Overcoming the registration problem in augmented reality is easy – as long as you’re willing to cache a three dimensional map of an entire city

Update: this article previously identified the firm Metaio as ‘Junaio.’ Turns out Junaio is the app, Metaio its maker.

Most “real world” augmented reality is primitive, at best. Applications like Layar and “rich storytelling” new media startup TagWhat produce software that can overlay, on your smartphone’s camera view, interesting information about places and objects around you, but that’s about it. Their interfaces are relatively static, relying on “tags” or pop-ups to provide information, rather than truly integrating their augmented reality with the real thing.

Not so Metaio. In a video just launched to promote upcoming AR conference insideAR, Metaio is showing off a demonstration technology that overlays augmented reality on top of real reality – with a fidelity of up to 40,000 polygons at once.

The results might look like they were rendered on a Nintendo GameCube, but keep in mind that Junaio is using a mere phone to: analyze a scene, interpret the distance to objects and the orientation of the phone in 6 dimensions, and project images on top of what it sees – all in real time.

The problem that has plagued real-world augmented reality, the kind that, once unleashed, will probably be the most amazing thing anyone has seen since the PC revolution itself, is that it’s really hard to know exactly what the camera that’s to overlay reality with a convincingly augmented simulacrum of it is pointing at.

GPS and similar location services aren’t accurate enough to pinpoint your location, and the orientation sensors in most phones barely know when you’ve rotated the device, much less what its exact pitch and yaw are.

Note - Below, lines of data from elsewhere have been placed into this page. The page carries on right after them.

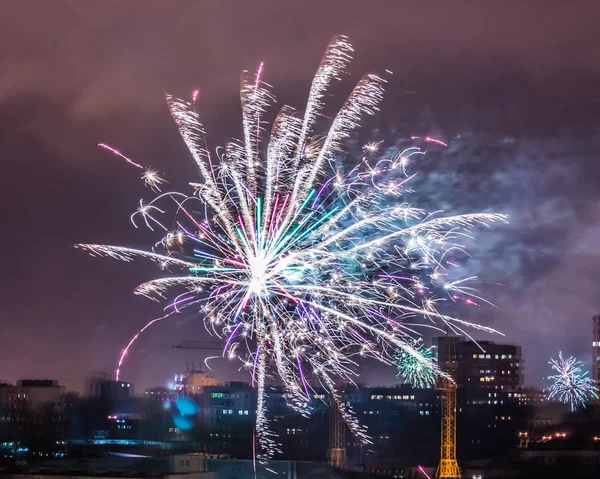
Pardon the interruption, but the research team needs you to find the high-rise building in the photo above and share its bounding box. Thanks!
[593,314,600,386]
[437,337,523,406]
[436,337,525,460]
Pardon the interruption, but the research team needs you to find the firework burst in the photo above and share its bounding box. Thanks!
[395,340,437,389]
[78,35,506,459]
[547,352,599,411]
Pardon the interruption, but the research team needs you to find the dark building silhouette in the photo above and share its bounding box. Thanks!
[0,379,65,454]
[436,337,526,460]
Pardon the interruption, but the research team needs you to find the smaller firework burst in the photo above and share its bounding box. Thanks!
[395,341,438,389]
[547,352,599,411]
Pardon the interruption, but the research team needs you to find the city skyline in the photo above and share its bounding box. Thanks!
[1,2,600,394]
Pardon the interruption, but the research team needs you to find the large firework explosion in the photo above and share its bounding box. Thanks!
[547,352,599,411]
[78,36,505,458]
[395,340,437,389]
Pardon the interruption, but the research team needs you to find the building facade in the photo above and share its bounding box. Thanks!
[436,337,526,459]
[437,337,523,406]
[174,369,220,396]
[0,379,66,453]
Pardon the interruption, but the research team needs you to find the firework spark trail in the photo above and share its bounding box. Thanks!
[547,352,599,411]
[78,36,507,459]
[99,143,166,191]
[99,143,144,169]
[395,341,437,388]
[115,311,176,381]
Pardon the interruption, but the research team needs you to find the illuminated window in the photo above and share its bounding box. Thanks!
[473,354,477,359]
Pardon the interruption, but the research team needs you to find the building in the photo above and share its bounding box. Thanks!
[436,337,526,459]
[174,368,220,396]
[86,373,133,404]
[517,387,547,406]
[0,379,66,453]
[437,337,523,406]
[593,314,600,386]
[144,386,179,404]
[202,382,255,424]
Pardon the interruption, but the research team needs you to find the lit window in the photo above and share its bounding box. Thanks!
[473,354,477,359]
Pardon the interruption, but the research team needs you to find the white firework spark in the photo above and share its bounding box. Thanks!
[78,35,506,459]
[547,351,599,411]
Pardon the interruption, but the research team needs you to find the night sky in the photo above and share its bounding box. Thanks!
[1,2,600,393]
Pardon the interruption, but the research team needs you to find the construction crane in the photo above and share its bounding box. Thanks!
[172,340,223,351]
[171,339,225,373]
[436,337,461,479]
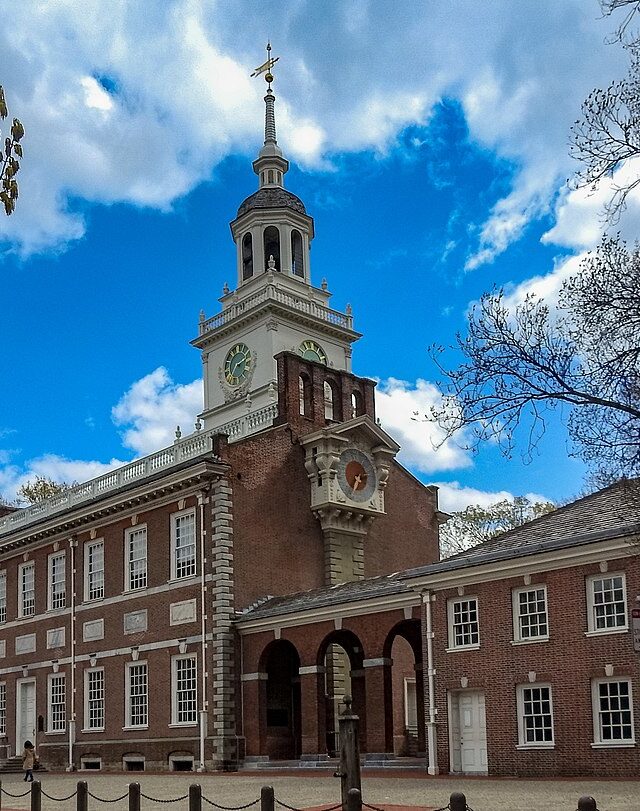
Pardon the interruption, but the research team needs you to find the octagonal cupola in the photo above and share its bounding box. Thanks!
[231,44,314,288]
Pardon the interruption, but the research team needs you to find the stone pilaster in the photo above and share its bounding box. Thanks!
[324,530,364,585]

But if a device, like the Tegra-2 and Android-powered Samsung smartphone used in this demo, has stored in it a complete three-dimensional representation of a given physical environment, it can simply analyze the scene visually and map augmented reality on top of it using that information. In this way, GPS and orientation sensors are used solely to narrow down the number of different scenes the device has to search in its map of a given city.

This, in short, is what real augmented reality looks like. And when it arrives – in conjunction with displays that fit into eyeglasses, which need to improve significantly before they can be used for this application – it will transform our lives as much as PCs and smartphones have, if not more.